Across both studies, on days when a person had sex more for approach goals, such as to feel closer to their partner or to enhance intimacy in their relationship, they reported higher desire and, in turn, felt happier with their sex life and relationship. In contrast, on days when a person had sex more for avoidance goals, such as to avoid conflict or their partner’s disappointment, they reported lower desire and, in turn, lower satisfaction. In other words, a person’s reasons for having sex with their partner on a particular day are associated with how they feel about their sex life and their relationship.
The next question we had was how a person’s reasons for having sex were linked to their partner’s feelings of desire and satisfaction. It makes sense that when a person has sex to avoid disappointing their partner, they may feel less satisfied, but the person likely expects that by having sex they are making their partner happy (after all, you are doing it to avoid disappointing him or her). However, we found that having sex to avoid disappointing a partner (i.e., for avoidance goals) is actually associated with partners reporting less desire and satisfaction. In other words, when people “give it up” to avoid negative outcomes their partners have less positive sexual experiences and feel worse about the relationship.

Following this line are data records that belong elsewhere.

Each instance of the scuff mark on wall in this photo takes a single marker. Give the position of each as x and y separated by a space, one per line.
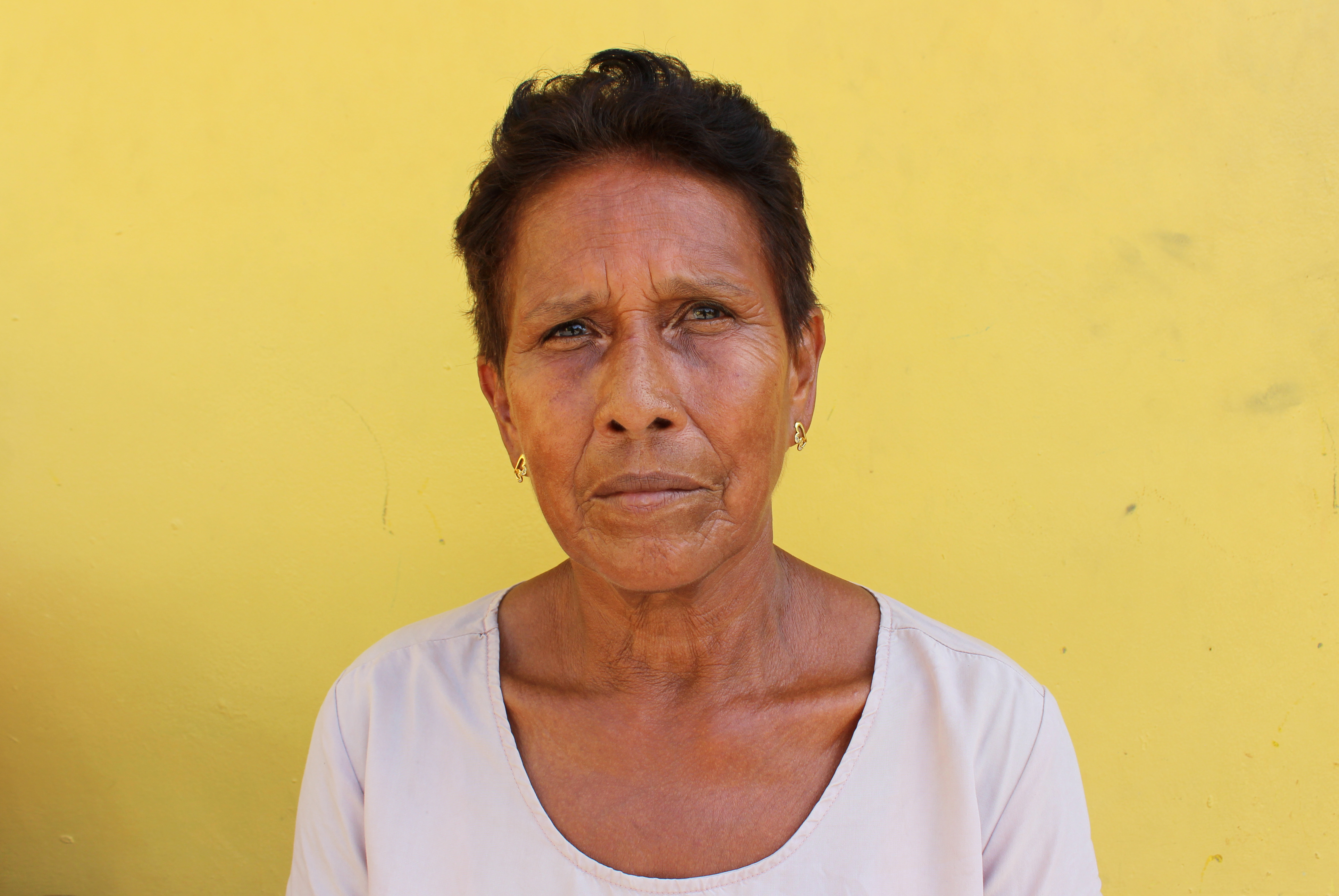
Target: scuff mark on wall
386 468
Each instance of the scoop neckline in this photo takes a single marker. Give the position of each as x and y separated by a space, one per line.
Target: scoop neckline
705 882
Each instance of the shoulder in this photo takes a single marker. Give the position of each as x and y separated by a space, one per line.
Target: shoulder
962 681
954 647
468 622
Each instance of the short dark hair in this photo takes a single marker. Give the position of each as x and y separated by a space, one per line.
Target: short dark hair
650 105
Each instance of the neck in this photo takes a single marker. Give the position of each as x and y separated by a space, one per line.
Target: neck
723 634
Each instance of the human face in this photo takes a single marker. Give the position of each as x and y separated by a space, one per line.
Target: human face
647 377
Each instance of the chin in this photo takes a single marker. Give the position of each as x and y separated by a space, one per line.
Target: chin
650 564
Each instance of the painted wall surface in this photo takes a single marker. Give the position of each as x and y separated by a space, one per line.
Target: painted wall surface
1081 397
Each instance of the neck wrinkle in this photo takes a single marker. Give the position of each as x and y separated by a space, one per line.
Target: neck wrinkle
725 635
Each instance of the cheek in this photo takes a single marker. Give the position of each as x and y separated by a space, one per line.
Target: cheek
737 398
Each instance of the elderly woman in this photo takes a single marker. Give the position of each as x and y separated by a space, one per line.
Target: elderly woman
681 706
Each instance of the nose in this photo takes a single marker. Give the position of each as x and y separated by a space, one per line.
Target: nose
639 390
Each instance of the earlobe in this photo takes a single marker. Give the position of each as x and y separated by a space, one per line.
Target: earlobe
491 384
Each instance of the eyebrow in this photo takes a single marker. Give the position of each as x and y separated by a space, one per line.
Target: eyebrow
683 287
568 307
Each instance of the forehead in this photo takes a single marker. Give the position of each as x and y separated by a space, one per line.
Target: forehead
625 219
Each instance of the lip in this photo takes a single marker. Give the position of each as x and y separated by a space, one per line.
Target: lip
646 489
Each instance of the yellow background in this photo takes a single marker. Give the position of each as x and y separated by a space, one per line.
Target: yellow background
1080 400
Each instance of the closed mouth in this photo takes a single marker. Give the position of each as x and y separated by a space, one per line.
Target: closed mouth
646 489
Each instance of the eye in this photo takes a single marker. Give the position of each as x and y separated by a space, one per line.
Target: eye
706 313
570 330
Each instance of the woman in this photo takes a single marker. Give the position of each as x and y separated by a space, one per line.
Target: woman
681 706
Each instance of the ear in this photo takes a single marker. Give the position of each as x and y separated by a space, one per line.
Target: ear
804 369
495 390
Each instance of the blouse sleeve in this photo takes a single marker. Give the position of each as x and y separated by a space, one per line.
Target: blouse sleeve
330 858
1042 846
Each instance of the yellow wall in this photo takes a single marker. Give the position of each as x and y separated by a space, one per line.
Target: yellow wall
1081 397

Given that having sex for avoidance goals is associated with more negative outcomes for both partners, is it better to not have sex at all than to have sex for avoidance goals? Not necessarily. Couples reported higher relationship satisfaction on days when they had sex, regardless of their reasons for doing so, compared to days without sex. So having sex for avoidance goals may provide a daily boost in relationship satisfaction compared to not having sex at all (although not nearly as much of a boost as having sex for approach goals!). But, having sex often for avoidance goals does seem to be linked to negative consequences over time. In our third study we followed up with couples four months after they completed a three-week diary study to see how their reasons for having sex over the course of the diary impacted their desire and satisfaction over time. People who had sex more for avoidance goals over the course of the diary reported lower desire and felt less sexually satisfied four months later. More interestingly, their partners also felt less sexually satisfied and less committed to the relationship four months later! So it seems that having sex to avoid negative outcomes may provide daily benefits compared to not having sex, but if sex is commonly pursued for avoidance goals, it negatively impacts the well-being of the relationship over time.

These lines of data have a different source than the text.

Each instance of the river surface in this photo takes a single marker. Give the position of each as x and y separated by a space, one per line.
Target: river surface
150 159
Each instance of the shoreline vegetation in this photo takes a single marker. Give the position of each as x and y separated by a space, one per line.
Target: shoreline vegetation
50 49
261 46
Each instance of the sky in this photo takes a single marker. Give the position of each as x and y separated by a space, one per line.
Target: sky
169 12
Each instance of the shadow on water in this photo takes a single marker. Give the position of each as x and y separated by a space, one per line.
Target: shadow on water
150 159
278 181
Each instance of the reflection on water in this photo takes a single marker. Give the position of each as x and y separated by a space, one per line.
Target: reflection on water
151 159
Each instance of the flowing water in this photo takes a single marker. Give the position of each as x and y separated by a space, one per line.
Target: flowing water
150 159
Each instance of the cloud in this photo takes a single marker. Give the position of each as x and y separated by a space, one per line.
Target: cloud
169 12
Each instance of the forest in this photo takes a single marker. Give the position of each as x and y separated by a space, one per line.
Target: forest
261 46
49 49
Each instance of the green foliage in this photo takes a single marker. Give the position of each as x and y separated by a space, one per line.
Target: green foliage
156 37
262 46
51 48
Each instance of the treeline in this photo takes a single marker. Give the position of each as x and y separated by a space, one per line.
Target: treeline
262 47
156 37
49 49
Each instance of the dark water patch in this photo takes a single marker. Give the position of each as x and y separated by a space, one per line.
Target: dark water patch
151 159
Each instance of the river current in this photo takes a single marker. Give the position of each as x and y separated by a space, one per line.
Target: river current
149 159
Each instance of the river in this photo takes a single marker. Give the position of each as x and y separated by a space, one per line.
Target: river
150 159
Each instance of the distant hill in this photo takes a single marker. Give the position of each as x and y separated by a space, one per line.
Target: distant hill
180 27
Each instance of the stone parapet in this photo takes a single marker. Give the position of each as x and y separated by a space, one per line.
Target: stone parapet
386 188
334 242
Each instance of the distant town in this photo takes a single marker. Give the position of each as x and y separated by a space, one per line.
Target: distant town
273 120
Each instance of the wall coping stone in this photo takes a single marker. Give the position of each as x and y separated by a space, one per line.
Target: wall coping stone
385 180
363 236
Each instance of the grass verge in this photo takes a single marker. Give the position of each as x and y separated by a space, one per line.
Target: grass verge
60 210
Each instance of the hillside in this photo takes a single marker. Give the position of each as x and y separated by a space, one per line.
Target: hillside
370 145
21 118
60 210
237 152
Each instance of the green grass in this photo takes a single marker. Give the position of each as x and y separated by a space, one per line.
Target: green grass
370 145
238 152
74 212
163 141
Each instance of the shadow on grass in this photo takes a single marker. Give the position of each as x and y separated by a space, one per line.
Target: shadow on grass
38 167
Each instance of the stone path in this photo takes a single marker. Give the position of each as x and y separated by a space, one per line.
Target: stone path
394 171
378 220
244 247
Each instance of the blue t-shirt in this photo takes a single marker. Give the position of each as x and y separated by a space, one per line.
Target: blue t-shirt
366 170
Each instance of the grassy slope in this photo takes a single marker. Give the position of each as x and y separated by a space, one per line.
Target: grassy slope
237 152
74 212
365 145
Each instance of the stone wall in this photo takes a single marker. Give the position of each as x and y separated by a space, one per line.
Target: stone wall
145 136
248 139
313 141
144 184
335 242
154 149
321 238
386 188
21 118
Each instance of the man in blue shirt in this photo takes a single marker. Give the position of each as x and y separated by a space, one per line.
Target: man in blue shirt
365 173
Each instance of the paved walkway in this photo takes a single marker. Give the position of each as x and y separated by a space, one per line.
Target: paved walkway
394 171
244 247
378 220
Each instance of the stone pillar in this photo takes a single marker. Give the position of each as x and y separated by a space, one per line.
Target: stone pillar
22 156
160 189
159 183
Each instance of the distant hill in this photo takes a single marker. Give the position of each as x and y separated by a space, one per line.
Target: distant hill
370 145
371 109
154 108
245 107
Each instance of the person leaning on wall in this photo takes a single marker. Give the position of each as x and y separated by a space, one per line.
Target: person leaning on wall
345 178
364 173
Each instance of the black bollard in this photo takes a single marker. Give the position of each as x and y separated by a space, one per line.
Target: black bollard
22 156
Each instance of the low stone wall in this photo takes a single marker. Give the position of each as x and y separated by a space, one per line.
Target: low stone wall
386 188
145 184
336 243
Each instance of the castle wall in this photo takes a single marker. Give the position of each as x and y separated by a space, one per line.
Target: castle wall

So, in short, “giving it up” to avoid negative outcomes may not actually benefit the relationship.
Amy Muise is a Postdoctoral Fellow at the University of Toronto Mississauga. Her research focuses broadly on sexuality and well-being; in particular, Amy applies social psychological theory to understand how people can maintain sexual desire over the course of a relationship and how couples can have more fulfilling sexual and romantic partnerships.
Emily Impett is an Assistant Professor of Psychology at the University of Toronto Mississauga. Her research focuses broadly on interpersonal relationships and well-being, and she is particularly interested in understanding when “giving” in relationships contributes to versus detracts from the quality and success of relationships.
Muise, A., Impett, E. A., & Desmarais, S. (2013). Getting it on vs. getting it over with: Approach-avoidance sexual motivation, desire and satisfaction in intimate bonds. Personality and Social Psychology Bulletin, 39, 1320-1332.